Sezai Karakoç'un hatıraları

Ne zamandır masamın üstünde duruyordu. Sezai Karakoç’un, elbette yine, ‘Diriliş Yayınları’ndan çıkan hatıraları; iki cilt... Üç yıldır her Kasım ayında [ölüm yıldönümlerinde] biraz Sezai Karakoç okuyor, onu hatırlıyordum. Bu sene de böyle yaptım, ‘Hatıralar’ını okudum.
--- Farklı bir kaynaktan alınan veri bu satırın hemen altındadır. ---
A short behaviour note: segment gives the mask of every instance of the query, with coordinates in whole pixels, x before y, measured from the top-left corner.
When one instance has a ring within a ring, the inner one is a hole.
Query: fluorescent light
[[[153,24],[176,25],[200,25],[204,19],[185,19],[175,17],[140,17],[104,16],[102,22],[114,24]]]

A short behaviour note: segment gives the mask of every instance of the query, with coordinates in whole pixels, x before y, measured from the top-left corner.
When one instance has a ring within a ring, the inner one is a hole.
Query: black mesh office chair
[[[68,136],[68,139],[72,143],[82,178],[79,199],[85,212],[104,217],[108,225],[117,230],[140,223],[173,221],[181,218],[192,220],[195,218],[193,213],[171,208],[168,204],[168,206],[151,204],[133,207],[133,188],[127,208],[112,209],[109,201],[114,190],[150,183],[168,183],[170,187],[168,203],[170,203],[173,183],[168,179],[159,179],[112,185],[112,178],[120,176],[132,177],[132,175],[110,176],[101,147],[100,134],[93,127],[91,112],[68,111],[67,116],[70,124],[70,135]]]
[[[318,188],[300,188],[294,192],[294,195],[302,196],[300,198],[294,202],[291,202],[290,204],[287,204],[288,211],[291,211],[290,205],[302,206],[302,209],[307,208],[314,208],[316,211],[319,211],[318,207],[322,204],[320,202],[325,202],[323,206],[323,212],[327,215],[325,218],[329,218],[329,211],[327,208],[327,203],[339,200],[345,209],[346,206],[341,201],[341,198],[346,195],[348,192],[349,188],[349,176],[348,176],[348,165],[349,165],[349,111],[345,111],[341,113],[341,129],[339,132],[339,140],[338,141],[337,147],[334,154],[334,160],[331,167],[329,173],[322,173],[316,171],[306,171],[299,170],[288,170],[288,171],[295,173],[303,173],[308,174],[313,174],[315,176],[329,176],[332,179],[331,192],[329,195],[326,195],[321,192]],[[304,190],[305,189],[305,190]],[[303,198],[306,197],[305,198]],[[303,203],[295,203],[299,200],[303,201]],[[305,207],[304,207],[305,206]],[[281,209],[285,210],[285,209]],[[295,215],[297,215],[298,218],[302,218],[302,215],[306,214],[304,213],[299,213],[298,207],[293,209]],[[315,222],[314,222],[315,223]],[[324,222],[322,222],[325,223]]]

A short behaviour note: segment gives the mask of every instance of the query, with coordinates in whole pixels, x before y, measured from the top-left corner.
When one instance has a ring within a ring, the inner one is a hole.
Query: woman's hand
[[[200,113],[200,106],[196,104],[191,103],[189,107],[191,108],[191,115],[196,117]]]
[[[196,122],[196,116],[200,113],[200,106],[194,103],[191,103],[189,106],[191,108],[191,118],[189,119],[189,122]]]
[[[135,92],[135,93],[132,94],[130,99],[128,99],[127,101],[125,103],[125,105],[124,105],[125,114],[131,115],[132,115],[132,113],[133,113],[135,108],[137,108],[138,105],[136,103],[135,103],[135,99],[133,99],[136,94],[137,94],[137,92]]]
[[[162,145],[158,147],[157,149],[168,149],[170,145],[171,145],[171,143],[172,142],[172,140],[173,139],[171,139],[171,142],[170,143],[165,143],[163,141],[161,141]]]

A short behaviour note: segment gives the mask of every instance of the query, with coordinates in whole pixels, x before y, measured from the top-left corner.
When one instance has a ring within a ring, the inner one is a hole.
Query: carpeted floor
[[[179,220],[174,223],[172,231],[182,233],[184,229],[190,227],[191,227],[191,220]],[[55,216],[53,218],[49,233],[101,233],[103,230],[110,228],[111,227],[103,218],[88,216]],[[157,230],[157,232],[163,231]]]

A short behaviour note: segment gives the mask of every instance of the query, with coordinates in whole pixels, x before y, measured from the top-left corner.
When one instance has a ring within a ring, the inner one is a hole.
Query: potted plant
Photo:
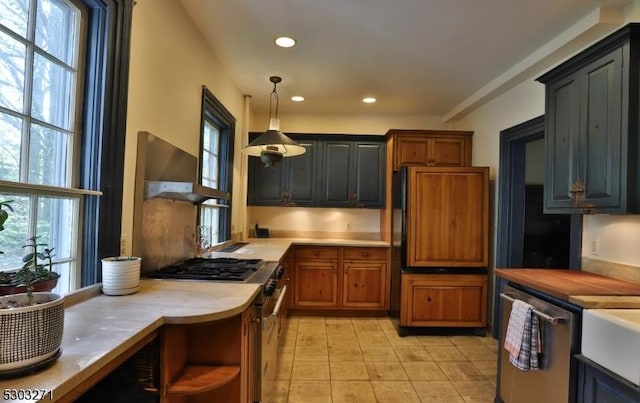
[[[0,210],[7,207],[0,202]],[[0,213],[0,231],[8,213]],[[51,292],[35,292],[43,278],[57,278],[51,270],[53,249],[30,238],[24,265],[11,274],[24,293],[0,297],[0,374],[18,375],[53,363],[60,355],[64,328],[64,300]]]

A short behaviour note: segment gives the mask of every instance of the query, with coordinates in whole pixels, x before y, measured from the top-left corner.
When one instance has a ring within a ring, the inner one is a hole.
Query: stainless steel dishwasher
[[[508,285],[504,287],[500,297],[503,299],[503,306],[496,401],[504,403],[575,402],[577,369],[572,357],[579,353],[580,349],[579,310],[571,311],[569,304],[554,301],[553,298],[543,300]],[[504,336],[515,299],[533,305],[533,313],[539,319],[542,352],[539,356],[537,371],[519,370],[509,362],[509,353],[504,349]]]

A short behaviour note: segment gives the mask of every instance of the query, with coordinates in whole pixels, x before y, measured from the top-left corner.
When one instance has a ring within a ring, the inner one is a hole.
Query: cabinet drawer
[[[296,248],[296,259],[338,260],[337,247],[303,246]]]
[[[387,248],[344,248],[344,260],[386,260]]]

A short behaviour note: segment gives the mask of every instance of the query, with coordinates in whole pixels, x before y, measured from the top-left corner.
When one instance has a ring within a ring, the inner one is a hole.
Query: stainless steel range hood
[[[145,181],[144,198],[152,199],[154,197],[199,204],[208,199],[228,200],[229,193],[193,182]]]
[[[145,200],[163,198],[199,204],[208,199],[230,198],[227,192],[197,183],[198,159],[194,155],[151,133],[139,133],[138,164],[141,163],[144,170],[136,181],[144,181]]]

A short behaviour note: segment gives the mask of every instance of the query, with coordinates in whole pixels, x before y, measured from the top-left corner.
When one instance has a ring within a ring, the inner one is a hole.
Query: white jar
[[[106,295],[128,295],[140,288],[140,262],[135,256],[102,259],[102,292]]]

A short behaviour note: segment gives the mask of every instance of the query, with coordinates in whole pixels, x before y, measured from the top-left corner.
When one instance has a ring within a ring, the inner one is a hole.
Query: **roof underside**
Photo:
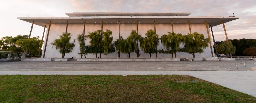
[[[73,12],[66,13],[70,17],[93,16],[188,16],[183,12]]]
[[[173,21],[173,23],[187,23],[188,21],[190,23],[204,23],[206,21],[209,25],[212,27],[227,22],[238,19],[238,17],[188,17],[188,16],[93,16],[93,17],[18,17],[18,19],[32,23],[35,21],[34,24],[44,27],[44,25],[49,24],[49,21],[52,23],[83,23],[85,21],[86,23],[101,23],[103,21],[104,23],[116,23],[119,21],[121,23],[136,23],[138,21],[139,23],[152,23],[155,21],[157,23],[170,23]]]

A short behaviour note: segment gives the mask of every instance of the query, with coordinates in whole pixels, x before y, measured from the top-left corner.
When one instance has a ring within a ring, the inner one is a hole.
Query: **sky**
[[[225,24],[228,39],[256,39],[255,0],[9,0],[0,4],[0,38],[29,35],[32,24],[18,17],[68,17],[65,13],[73,12],[184,12],[191,13],[189,16],[234,13],[239,19]],[[222,25],[212,29],[216,41],[226,39]],[[41,38],[43,30],[34,25],[31,37]]]

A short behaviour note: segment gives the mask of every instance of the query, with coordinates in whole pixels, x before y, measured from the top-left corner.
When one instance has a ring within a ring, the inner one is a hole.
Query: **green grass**
[[[2,75],[0,102],[256,102],[255,98],[186,76]]]

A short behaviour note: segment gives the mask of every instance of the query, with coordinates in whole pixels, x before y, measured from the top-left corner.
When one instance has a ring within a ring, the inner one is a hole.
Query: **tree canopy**
[[[205,39],[203,34],[195,32],[192,34],[188,33],[184,36],[184,42],[183,51],[193,55],[193,58],[195,58],[195,53],[202,53],[204,49],[208,47],[210,39]]]
[[[112,31],[107,29],[105,32],[103,32],[103,53],[104,54],[107,55],[108,58],[109,53],[115,52],[115,48],[113,49],[113,45],[112,44],[114,37],[111,36],[112,34]]]
[[[24,51],[28,49],[28,53],[29,54],[29,57],[31,55],[35,57],[35,54],[38,54],[40,48],[42,46],[43,43],[39,39],[39,37],[33,37],[30,39],[23,39],[16,41],[16,43]]]
[[[256,56],[256,47],[249,47],[245,49],[243,52],[244,54],[249,55],[254,57]]]
[[[56,50],[59,50],[60,53],[62,54],[62,58],[65,58],[65,54],[72,52],[75,46],[75,40],[74,40],[73,43],[69,42],[71,38],[70,33],[63,33],[62,35],[60,35],[60,39],[55,39],[51,43],[53,47],[55,47]]]
[[[87,39],[86,36],[84,34],[78,34],[77,35],[77,41],[79,43],[79,49],[80,52],[78,54],[80,55],[80,58],[82,58],[83,55],[84,55],[84,58],[86,58],[86,55],[87,54],[86,51],[86,45],[85,41]]]
[[[152,29],[148,30],[145,34],[145,37],[142,37],[140,41],[141,49],[144,53],[149,53],[150,58],[152,53],[157,52],[156,47],[159,44],[160,40],[159,36],[157,34],[155,34],[155,33]]]
[[[87,37],[90,39],[90,43],[91,47],[95,48],[94,50],[92,51],[91,53],[96,54],[96,58],[98,58],[98,53],[102,52],[102,45],[103,45],[103,36],[101,35],[101,30],[98,30],[93,32],[89,33]]]
[[[228,54],[232,54],[236,52],[236,47],[233,46],[230,41],[224,41],[221,44],[217,46],[218,53],[224,53],[226,55]]]

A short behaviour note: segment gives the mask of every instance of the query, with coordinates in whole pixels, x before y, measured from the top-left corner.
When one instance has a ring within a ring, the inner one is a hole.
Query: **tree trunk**
[[[230,53],[230,58],[232,58],[232,54],[231,53]]]
[[[193,53],[192,54],[193,54],[193,58],[195,58],[195,53]]]
[[[62,54],[62,56],[61,58],[64,58],[65,57],[65,54],[63,53]]]

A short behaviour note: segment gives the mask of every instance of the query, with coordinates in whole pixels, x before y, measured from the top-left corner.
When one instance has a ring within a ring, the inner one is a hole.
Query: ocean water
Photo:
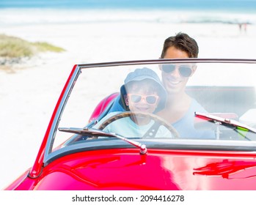
[[[117,21],[256,24],[256,0],[0,1],[0,26]]]

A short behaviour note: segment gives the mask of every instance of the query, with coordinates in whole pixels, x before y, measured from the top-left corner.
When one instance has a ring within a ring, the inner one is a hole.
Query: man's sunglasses
[[[175,64],[162,64],[162,70],[164,72],[169,73],[175,70],[177,65]],[[183,77],[190,77],[192,74],[192,70],[187,65],[179,65],[178,70],[180,75]]]
[[[129,100],[134,103],[139,103],[144,99],[147,104],[154,105],[156,103],[158,96],[150,94],[150,95],[141,95],[139,94],[127,94]]]

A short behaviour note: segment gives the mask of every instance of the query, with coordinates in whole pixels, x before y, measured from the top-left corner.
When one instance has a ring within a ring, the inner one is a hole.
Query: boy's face
[[[125,103],[133,112],[153,113],[158,104],[159,97],[156,92],[143,86],[132,86],[128,90]]]

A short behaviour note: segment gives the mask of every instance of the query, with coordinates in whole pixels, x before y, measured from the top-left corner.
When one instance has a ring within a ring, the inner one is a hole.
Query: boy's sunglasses
[[[177,65],[175,64],[162,64],[162,70],[164,72],[169,73],[175,70]],[[187,65],[179,65],[178,70],[180,75],[183,77],[190,77],[192,74],[192,70]]]
[[[134,103],[139,103],[144,99],[147,104],[154,105],[156,103],[158,96],[150,94],[150,95],[141,95],[139,94],[128,94],[127,96],[129,100]]]

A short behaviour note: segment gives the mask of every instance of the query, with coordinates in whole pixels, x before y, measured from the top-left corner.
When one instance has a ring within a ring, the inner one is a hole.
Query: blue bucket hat
[[[131,81],[140,81],[146,79],[152,80],[158,85],[158,93],[160,94],[160,101],[155,112],[158,112],[159,111],[162,110],[166,105],[167,93],[164,87],[163,86],[158,75],[150,68],[137,68],[134,72],[130,72],[125,79],[125,84],[121,87],[121,95],[126,94],[125,86],[128,83]],[[123,102],[122,102],[122,104]],[[125,108],[125,110],[128,110],[128,108]]]

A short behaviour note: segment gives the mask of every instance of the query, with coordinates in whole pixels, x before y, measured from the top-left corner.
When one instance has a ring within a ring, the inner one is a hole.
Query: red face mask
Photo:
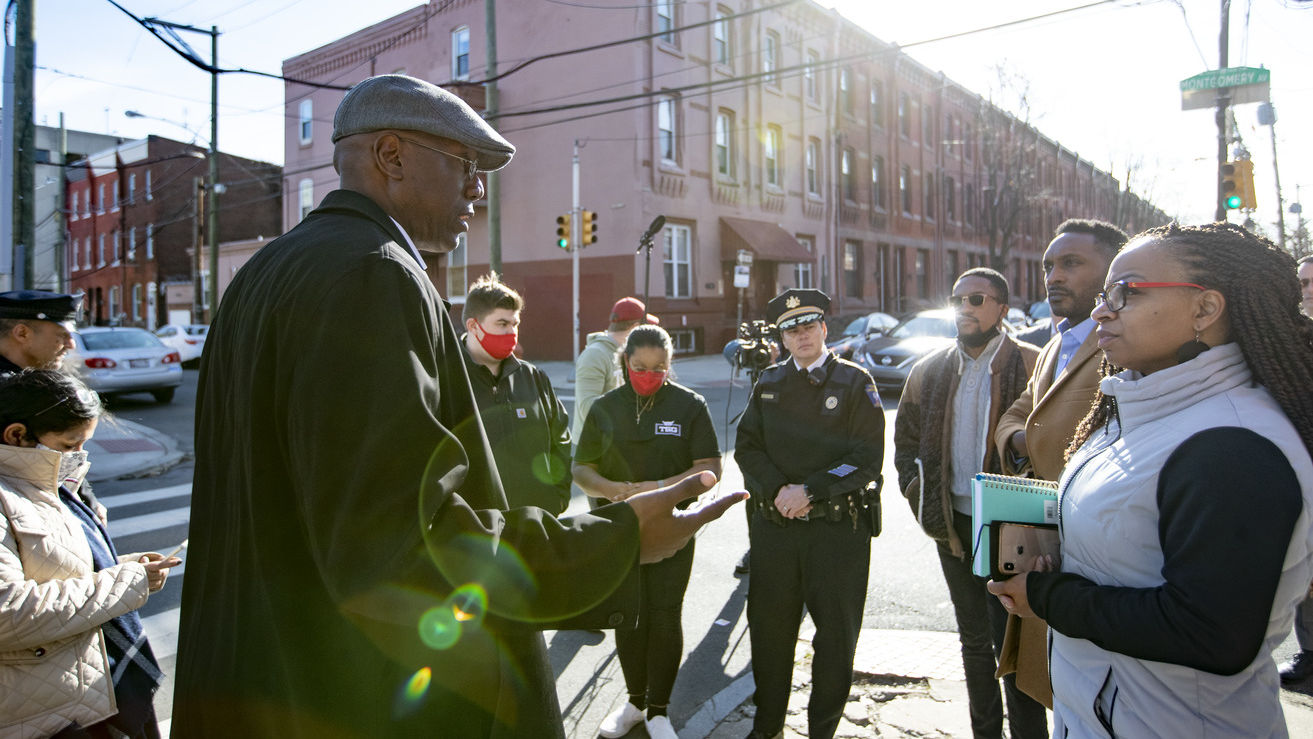
[[[515,350],[516,341],[520,340],[520,335],[515,331],[511,333],[488,333],[488,331],[483,328],[483,324],[478,324],[478,327],[482,336],[475,335],[474,337],[478,339],[479,347],[483,347],[483,350],[487,352],[494,360],[504,360],[509,357],[511,352]]]
[[[666,385],[666,370],[635,370],[630,368],[629,385],[634,389],[634,392],[647,398],[660,390],[662,385]]]

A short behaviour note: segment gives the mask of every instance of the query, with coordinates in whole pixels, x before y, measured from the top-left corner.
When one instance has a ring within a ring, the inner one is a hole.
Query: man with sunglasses
[[[689,476],[511,508],[424,259],[515,147],[404,75],[347,92],[332,140],[340,189],[242,268],[206,340],[173,735],[563,738],[538,629],[632,626],[634,564],[742,495],[676,516],[710,487]]]
[[[991,440],[999,416],[1022,394],[1039,349],[1003,332],[1007,278],[968,269],[949,298],[957,343],[918,361],[907,375],[894,421],[898,486],[922,529],[935,539],[962,644],[962,668],[977,739],[1003,734],[997,656],[1007,612],[972,572],[972,488],[977,473],[1001,473]],[[1016,739],[1046,738],[1044,706],[1003,677],[1007,718]]]

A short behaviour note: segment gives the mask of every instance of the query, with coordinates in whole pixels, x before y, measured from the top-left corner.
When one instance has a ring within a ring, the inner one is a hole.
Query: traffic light
[[[557,245],[562,249],[570,248],[570,214],[557,217]]]
[[[588,244],[597,243],[597,214],[591,210],[583,210],[579,213],[583,219],[580,223],[580,236],[579,244],[587,247]]]
[[[1239,185],[1239,161],[1228,161],[1222,164],[1222,205],[1226,210],[1237,210],[1242,203],[1241,198],[1241,185]]]
[[[1242,159],[1236,163],[1236,184],[1239,185],[1239,206],[1246,210],[1258,209],[1258,198],[1254,197],[1254,161]]]

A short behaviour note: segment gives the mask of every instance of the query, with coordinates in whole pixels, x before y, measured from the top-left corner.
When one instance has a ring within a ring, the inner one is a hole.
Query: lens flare
[[[461,622],[450,605],[437,605],[419,617],[419,638],[433,650],[449,650],[461,641]]]

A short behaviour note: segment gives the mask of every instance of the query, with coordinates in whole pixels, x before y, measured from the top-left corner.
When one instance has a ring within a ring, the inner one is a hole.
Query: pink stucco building
[[[962,269],[986,263],[998,221],[986,196],[1002,181],[1027,182],[1006,260],[1018,302],[1043,299],[1040,256],[1064,218],[1128,230],[1166,219],[842,16],[810,1],[768,5],[498,7],[500,72],[647,35],[498,80],[490,119],[519,148],[499,175],[503,278],[525,297],[530,358],[571,352],[571,264],[555,218],[571,207],[576,143],[580,205],[599,214],[599,240],[580,253],[582,331],[604,328],[616,298],[642,295],[638,236],[660,214],[649,310],[683,352],[716,352],[733,336],[741,249],[754,255],[744,318],[793,285],[826,290],[838,314],[901,312],[941,301]],[[486,60],[483,1],[449,0],[288,59],[284,74],[351,85],[404,72],[482,109]],[[341,95],[286,85],[285,228],[336,184],[328,139]],[[463,247],[429,265],[453,303],[487,270],[488,244],[482,207]]]

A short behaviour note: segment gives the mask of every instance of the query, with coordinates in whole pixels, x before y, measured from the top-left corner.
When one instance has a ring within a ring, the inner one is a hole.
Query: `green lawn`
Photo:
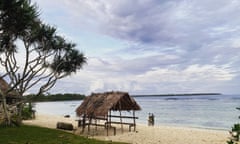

Hafızam beni yanıltmıyorsa Sezai Karakoç’la 2011 güzünde tanıştım. Yirmi beş/yirmi altı yaşımda. Geçmiş zaman olur ki hayali cihana değer. “Akşamların roman gibi bittiği” güz günlerinden bir gün, şiire hevesli bir arkadaşla cesaretimizi toplamış ve “Sezai Karakoç’u ziyaret edelim” demiştik. ‘Diriliş Yayınları’nın Üretmen Han’daki ofisine telefon açtık. Üstadın akşama doğru geldiğini, ziyaretçi kabul ettiğini söylüyordu telefondaki ses. Bu kadar büyük bir şairin bu kadar kolay ulaşılabilir olması şaşırtmıştı bizi.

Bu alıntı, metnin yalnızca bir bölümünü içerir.